In the second embodiment, the press-fitted part 9 is a carbon steel pipe having an outer diameter of 10 mm (JIS STKM1).
From 1), the other parts 8 are magnesium die cast (JI
From S MDC1), the reinforcing member 21 is provided with a mild steel plate (JIS S
Reinforcing member 21
Is set to be 1/2 of the height H of the boss portion 2, and the press-fitted part 9 is press-fitted into the press-fitting hole 10 of the part 8 with a press-fitting margin of 60 μm. In the atmosphere of
The withdrawal load of the press-fitted part 9 after standing for 300 hours was measured. For comparison, a comparative product in which the height h of the reinforcing member 21 is set to 1/3 of the height H of the boss portion 7, and the reinforcing member 21 is simply used without using the reinforcing member as shown in FIG. The same measurement test as described above was performed on the press-fitted conventional product. The results are shown in the table below.

[0017]

【table】

From the results shown in the above table, in the conventional product which does not use the reinforcing member, the drawing load is reduced to about 1/4 of the product of this embodiment. Further, the comparative product in which the height of the reinforcing member 21 is set to be relatively small shows a pulling load more than double that of the conventional product, but it is significantly lower than that of the product of this embodiment. By the way, the pulling load of the conventional product, which is not left in a high temperature atmosphere, is about 200 kg, which clearly shows that the product of this example has excellent creep resistance.

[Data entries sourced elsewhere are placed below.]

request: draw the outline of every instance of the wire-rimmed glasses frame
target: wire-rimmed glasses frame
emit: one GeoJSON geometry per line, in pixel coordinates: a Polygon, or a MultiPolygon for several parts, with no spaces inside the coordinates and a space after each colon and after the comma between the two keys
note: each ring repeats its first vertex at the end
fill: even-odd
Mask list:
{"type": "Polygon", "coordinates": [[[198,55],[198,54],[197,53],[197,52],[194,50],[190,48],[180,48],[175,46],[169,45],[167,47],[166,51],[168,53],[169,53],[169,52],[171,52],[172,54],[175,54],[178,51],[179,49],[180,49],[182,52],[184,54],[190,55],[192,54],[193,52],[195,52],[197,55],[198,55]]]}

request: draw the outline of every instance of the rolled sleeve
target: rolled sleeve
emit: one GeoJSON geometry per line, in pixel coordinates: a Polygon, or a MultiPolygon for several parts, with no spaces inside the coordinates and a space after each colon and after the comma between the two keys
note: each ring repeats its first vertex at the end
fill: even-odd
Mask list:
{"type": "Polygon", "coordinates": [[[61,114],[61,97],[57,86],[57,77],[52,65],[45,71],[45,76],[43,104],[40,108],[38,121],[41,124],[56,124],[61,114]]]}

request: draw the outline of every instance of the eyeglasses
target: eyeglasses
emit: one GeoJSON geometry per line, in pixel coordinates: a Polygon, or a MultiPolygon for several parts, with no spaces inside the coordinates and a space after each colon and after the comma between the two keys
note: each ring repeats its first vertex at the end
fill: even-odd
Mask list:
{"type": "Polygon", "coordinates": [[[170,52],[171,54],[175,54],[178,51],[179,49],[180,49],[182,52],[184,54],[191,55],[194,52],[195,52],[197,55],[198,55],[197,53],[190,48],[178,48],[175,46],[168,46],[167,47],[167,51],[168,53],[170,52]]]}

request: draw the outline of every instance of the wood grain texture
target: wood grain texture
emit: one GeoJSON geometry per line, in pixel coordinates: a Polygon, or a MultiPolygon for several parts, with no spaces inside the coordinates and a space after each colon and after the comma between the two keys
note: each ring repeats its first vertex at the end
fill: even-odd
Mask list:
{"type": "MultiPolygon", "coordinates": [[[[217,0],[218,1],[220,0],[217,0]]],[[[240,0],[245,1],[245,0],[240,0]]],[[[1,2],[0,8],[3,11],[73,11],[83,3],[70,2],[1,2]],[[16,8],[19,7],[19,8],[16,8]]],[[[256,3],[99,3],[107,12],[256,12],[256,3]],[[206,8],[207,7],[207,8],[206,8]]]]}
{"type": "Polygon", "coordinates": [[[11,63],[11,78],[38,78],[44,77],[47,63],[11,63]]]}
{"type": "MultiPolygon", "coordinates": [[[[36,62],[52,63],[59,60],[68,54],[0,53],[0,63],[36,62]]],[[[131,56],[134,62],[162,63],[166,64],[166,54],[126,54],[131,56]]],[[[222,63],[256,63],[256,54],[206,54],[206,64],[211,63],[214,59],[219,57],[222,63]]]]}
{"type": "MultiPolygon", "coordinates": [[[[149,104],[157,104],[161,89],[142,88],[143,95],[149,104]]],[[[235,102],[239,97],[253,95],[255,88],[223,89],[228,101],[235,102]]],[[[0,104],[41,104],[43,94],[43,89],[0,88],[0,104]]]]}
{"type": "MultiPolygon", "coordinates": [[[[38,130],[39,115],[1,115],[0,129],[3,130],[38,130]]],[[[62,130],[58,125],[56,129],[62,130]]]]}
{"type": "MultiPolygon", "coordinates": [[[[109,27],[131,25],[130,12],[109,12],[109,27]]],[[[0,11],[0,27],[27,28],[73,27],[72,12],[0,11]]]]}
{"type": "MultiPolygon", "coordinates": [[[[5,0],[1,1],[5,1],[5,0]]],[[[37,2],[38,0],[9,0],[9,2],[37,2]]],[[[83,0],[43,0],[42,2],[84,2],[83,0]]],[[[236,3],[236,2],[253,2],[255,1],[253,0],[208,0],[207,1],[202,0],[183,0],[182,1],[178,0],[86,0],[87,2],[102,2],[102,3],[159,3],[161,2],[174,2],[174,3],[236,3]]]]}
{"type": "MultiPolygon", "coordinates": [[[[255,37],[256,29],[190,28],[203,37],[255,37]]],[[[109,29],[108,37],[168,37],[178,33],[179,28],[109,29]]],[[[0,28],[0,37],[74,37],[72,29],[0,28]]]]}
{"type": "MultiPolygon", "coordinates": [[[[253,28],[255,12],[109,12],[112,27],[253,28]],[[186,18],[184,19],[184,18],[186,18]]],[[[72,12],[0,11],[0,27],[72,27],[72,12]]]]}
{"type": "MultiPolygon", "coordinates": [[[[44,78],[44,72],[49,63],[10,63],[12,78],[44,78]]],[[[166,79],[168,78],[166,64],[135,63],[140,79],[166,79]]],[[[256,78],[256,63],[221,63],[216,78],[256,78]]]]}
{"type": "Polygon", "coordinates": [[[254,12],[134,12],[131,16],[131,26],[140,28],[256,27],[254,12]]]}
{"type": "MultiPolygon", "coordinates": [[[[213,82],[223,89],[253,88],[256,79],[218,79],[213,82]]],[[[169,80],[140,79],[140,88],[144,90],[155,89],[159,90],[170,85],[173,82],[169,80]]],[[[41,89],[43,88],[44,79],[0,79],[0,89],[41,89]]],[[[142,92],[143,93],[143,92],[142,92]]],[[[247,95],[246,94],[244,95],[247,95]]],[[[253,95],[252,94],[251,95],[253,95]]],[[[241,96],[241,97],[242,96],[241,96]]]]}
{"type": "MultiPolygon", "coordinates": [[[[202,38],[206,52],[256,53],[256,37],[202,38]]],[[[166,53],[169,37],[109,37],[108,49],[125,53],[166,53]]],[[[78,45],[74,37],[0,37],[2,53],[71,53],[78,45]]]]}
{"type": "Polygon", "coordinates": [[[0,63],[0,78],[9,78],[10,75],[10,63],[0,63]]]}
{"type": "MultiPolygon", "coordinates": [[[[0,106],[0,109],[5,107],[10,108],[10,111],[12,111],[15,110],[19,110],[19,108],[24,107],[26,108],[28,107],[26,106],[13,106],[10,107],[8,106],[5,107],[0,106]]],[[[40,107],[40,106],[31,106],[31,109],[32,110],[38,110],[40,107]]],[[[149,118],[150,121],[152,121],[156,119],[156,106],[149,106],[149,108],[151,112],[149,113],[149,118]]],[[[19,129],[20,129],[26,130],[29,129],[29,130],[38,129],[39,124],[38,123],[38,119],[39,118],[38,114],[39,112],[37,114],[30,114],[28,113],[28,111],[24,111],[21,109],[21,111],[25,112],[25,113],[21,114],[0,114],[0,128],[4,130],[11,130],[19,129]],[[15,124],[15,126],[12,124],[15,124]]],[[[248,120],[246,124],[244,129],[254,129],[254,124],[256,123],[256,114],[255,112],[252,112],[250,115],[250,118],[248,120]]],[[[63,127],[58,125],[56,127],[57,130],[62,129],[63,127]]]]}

When the above component does not have the boss portion 7 (FIG. 4), a tubular (single annular) reinforcing member 21 'is prepared as shown in FIG. No parts 8 '
Around the press-fitting hole (10), which is to be cast or press-fitted. Even in such a mode, the reinforcing member 21 'suppresses the deformation around the press-fitting hole 10 due to the creep, and the press-fitted part 9 does not loosen.

[0020]

As described above in detail, according to the assembly structure of parts according to the present invention, since the reinforcing member suppresses the deformation of the portion around the bolt insertion hole or the press-fitting hole due to creep, The bolt or the press-fitted part will not loosen over time, and the durability and reliability will be significantly improved.

[Brief description of drawings]

FIG. 1 is a sectional view showing a first embodiment of an assembly structure of parts according to the present invention.

FIG. 2 is a graph showing the change over time of the axial force of the bolt in the first example, compared with the comparative example.

FIG. 3 is a cross-sectional view showing a modified example of the assembly structure of the present component in accordance with the first embodiment.

FIG. 4 is a sectional view showing a second embodiment of the assembly structure of the present component.

FIG. 5 is a cross-sectional view showing a modified example of the assembly structure of the present component according to the second embodiment.

FIG. 6 is a cross-sectional view showing an example of a conventional assembly structure of parts.

FIG. 7 is a cross-sectional view showing another example of a conventional assembly structure of parts.

[Explanation of symbols]

 1 One part 2 Boss part 3 Other part 3'Other part 4 Bolt insertion hole 5 Bolt 7 Boss part 8 Other part 8'Other part 9 One part 10 Press fit hole 11 Reinforcement member 21 Reinforcement member 21 'Reinforcement Element

Claims (2)

[Claims] 1. An assembling structure of a part, wherein an annular reinforcing member is integrated with a part around the bolt insertion hole of another part which is bolted to the one part. 2. An assembly structure of a member, wherein an annular reinforcing member is integrated with a portion around the press-fitting hole of another component into which one component is press-fitted.